Alkisah, menurut legenda yang berkembang, dahulu kala, di suatu negeri yang tandus dan gersang, berlatar abad ke-7 Hijriah, hiduplah seorang wali bernama Faqih Muqoddam. Dalam legenda itu, dikisahkan bahwa ia dapat melakukan apa-apa yang tidak bisa dilakukan orang biasa. Legenda itu ditulis pertama kali di abad ke-9 H. oleh Ali al-Sakran, seorang penulis yang mengaku keturunan tokoh legenda tersebut.
Dalam legenda tersebut dikisahkan, Faqih Muqoddam telah mencapai derajat kewalian yang mengalahkan seluruh para wali di dunia, ia hanya bisa dikalahkan oleh para sahabat Nabi saja atau oleh orang yang disebutkan oleh Nabi Muhammad SAW akan keunggulannya seperti Uwes Al-Qarni (h.102). dikisahkan pula bahwa Faqih Muqaddam berkata “Bandinganku dengan kalian sama seperti bandingan Nabi Muhmamad SAW dengan kaumnya” (h. 102).
Dalam legenda yang berkembang itu, dikisahkan pula bahwa Faqih Muqoddam setelah wafatnya selalu datang menshalati jenazah orang yang meninggal (h.104).
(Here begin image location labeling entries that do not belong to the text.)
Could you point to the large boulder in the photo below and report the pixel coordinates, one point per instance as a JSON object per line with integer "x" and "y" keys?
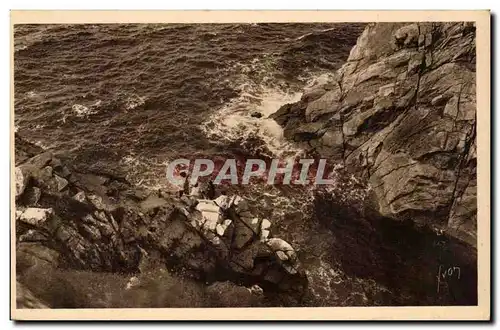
{"x": 401, "y": 113}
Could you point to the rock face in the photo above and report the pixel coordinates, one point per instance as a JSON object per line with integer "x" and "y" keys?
{"x": 401, "y": 113}
{"x": 91, "y": 222}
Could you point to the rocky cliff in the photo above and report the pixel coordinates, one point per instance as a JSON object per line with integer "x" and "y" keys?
{"x": 401, "y": 113}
Dikisahkan pula, ketika gurunya yang bernama Bamarwan meninggal dunia, Faqih Muqoddam sedang berada di luar kota, ketika ia datang gurunya telah dikubur, lalu ia bersemedi dan berjanji tidak akan berhenti dari semedinya kecuali gurunya telah datang kepadanya. Lalu gurunya datang dan mereka berdua berdialog. Dalam dialog itu Faqih Muqoddam bertanya kepada gurunya “Bagaimana kedudukanku menurut kalian para ahli barzakh?”, lalu gurunya menjawab “Mereka ahli barzakh merindukanmu seperti orang-orang merindukan musim gugur” (h.104).
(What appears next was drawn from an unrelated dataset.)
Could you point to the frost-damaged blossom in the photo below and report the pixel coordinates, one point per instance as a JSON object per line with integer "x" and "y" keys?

Dikisahkan pula dalam legenda itu, ada seorang teman Faqih Muqoddam bernama Abu Khuraishah hilang di perjalanan, lalu datang seseorang mengatakan bahwa ia telah mati. Kemudian Faqih Muqoddam menundukan kepalanya lalu setelah beberapa saat kemudian ia berkata “Ia belum mati”, orang itu bertanya “Bagaimana engkau tahu bahwa ia belum mati?”, kemudian Faqih Muqoddam berkata “Aku telah mencarinya ke surga lalu aku tidak melihatnya, tidak mungkin ia akan masuk neraka” (h.104).
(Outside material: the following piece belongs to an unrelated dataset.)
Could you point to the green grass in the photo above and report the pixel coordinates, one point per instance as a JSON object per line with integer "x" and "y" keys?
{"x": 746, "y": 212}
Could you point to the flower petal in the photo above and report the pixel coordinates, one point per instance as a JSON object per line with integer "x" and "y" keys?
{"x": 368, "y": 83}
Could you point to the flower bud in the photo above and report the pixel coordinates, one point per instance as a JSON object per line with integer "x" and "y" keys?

Dalam legenda itu disebutkan pula, bahwa kuburan Faqih Muqoddam adalah kuburan keramat. Orang yang ingin berziarah di pemakaman desa itu tidak boleh menziarahi orang lain sebelum kuburan Faqih Muqoddam, walaupun itu makam ibunya sendiri (h. 109). Dikisahkan pula ada seseorang yang ingin menziarahi kakeknya lalu datanglah dari angkasa dua orang lalu berkata “Jika engkau ingin berziarah kepada kakekmu atau yang lainnya maka mulailah dengan kuburan Faqih Muqoddam baru engkau menziarahi orang yang engkau mau. Jika engkau terburu-buru maka ucapkanlah salam kepada Faqih Muqoddam.” Lalu orang itu bertanya “Kalian berdua siapa?” lalu kedua orang itu menjawab “Kami adalah Abubakar dan Umar bin Khattab”, lalu kedua orang itu terbang seperti dua burung elang ke tengah angkasa (h.109).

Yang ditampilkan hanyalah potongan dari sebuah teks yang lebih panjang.